Software Engineering Best Practises Applied to Machine Learning Research - AllenNLP and Data Version Control
Sai Prasanna (~sai80) |
With the deep learning explosion, more code gets written for research in machine learning. A problem in writing code for research is that its easy to sacrifice good practices in software engineering for apparent gains in speed of experimentation.
But this often is counter productive, not only leading to hard to read code, but also making it hard or impossible to reproduce. And often bad code makes it hard for other researchers to build upon existing work ,making it hard to stand on the shoulders of giants.
We use AllenNLP, a library for deep learning research in NLP to illustrate how best practices lead to making good science easy. Adopting best practices like dependency injection and writing DRY/modular code can help making experimentation faster contrary to expectations. It makes reproducibility easier, and the code easily extendible.
Version control is another best practice adopted across software engineering. Data Version Control (DVC) helps apply version control to machine learning projects. DVC allows one to manage large datasets, models and metrics linked to the code in git. It helps to build a reproducible pipeline tracing how the dataset gets converted to features, which get trained into models, and the finally resulting in a benchmark. The pipeline can be easily reproduced. One can then change any part of the pipeline say fixing a bug in preprocessing or changing a training hyper-parameter and then rerun the entire pipeline with only the parts that need to be changed being recomputed.

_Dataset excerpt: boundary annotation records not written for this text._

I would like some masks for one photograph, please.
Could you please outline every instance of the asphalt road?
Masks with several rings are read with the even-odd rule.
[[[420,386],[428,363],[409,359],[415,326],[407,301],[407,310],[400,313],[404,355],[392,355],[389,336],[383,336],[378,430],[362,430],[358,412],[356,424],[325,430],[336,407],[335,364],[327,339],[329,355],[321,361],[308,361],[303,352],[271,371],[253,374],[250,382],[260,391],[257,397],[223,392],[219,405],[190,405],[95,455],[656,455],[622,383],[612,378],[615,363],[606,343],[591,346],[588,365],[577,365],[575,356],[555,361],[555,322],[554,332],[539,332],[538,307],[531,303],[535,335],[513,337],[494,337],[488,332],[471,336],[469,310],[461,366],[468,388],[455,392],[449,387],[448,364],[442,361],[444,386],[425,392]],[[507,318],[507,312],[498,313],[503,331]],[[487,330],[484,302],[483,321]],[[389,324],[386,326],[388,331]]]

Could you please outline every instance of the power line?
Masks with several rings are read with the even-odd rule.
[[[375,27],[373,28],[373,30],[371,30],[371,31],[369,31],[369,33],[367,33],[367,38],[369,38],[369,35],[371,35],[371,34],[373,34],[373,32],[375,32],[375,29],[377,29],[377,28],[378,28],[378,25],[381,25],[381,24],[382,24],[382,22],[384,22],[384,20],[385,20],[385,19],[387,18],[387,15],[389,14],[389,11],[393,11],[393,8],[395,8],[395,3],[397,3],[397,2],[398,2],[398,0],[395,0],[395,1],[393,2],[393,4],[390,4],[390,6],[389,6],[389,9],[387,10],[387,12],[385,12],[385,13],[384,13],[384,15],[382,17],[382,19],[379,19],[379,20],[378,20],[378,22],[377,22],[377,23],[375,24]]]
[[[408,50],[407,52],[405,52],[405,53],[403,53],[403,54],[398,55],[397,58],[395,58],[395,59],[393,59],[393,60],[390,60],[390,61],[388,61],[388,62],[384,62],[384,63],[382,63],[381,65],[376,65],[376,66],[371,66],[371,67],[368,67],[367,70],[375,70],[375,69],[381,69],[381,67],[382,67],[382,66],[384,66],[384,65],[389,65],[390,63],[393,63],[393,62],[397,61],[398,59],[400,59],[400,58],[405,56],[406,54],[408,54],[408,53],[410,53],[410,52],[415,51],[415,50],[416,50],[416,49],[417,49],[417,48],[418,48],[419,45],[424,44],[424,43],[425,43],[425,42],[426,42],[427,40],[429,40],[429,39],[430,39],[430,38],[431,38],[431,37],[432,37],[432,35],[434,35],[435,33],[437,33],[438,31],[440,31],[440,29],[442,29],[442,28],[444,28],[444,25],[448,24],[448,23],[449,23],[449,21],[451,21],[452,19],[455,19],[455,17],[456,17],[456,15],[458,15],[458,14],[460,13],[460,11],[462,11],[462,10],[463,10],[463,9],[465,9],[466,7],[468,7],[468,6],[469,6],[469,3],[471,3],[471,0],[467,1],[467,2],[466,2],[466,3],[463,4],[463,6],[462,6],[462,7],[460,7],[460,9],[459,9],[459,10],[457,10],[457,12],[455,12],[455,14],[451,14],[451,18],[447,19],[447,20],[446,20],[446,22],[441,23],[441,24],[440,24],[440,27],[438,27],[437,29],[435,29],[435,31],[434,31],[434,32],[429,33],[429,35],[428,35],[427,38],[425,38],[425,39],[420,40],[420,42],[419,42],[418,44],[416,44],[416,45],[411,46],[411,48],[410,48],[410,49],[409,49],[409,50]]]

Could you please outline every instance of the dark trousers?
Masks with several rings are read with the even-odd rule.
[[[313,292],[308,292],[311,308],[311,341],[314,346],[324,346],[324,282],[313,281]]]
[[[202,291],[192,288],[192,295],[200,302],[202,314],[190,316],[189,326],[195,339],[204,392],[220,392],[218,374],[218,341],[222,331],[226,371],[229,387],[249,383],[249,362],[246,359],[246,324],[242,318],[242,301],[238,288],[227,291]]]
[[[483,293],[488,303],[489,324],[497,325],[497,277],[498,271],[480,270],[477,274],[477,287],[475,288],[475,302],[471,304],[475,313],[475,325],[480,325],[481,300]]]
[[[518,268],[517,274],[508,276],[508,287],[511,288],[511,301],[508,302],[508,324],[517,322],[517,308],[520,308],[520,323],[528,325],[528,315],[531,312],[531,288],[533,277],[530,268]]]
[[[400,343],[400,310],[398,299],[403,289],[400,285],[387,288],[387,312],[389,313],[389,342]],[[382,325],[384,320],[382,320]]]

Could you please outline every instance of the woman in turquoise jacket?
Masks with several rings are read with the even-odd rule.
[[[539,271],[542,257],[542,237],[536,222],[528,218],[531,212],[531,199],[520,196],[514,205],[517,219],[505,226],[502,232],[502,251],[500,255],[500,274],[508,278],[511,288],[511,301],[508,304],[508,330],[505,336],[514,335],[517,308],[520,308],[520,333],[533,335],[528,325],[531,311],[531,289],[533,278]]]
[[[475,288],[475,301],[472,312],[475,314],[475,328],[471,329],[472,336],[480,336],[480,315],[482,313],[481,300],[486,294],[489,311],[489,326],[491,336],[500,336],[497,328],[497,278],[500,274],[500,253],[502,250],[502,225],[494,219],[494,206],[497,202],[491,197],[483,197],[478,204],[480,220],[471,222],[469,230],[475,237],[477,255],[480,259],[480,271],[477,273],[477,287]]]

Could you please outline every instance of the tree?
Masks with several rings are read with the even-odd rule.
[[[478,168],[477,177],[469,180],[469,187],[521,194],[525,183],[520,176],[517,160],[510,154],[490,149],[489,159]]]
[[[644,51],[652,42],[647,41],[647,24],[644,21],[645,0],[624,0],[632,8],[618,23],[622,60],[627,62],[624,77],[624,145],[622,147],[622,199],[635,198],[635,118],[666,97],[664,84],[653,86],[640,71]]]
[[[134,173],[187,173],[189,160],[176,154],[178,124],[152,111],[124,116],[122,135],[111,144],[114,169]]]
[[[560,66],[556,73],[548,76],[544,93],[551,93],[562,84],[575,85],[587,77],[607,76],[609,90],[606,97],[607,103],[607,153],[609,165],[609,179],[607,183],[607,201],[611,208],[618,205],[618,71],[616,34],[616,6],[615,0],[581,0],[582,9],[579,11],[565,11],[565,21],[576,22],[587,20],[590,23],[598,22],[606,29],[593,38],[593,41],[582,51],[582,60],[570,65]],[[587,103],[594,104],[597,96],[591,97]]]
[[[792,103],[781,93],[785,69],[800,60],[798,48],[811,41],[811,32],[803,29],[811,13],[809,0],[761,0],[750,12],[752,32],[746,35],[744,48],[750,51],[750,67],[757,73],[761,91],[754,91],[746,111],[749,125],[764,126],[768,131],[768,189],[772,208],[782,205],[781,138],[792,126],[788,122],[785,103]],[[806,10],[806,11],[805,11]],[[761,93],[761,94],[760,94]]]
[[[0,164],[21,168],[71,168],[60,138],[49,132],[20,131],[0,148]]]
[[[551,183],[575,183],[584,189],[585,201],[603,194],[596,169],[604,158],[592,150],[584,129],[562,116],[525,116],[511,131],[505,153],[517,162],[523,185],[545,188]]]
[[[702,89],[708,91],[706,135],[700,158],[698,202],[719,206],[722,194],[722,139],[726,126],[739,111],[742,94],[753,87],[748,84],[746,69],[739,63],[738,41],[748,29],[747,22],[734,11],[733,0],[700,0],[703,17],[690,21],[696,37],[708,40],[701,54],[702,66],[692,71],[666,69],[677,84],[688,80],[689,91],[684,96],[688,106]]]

- Familiarity with Version Control Systems like git.
- Idea of how typical machine learning workflow is. - Dataset processing, training, benchmarking.
- Knowledge of applying deep learning for a task, preferably but not strictly NLP.
I am a machine learning engineer working currently at Zoho. I have experience in research and engineering for NLP. My work involves replicating current research in deep learning for NLP, experimenting upon new ideas and deploying for real world use cases.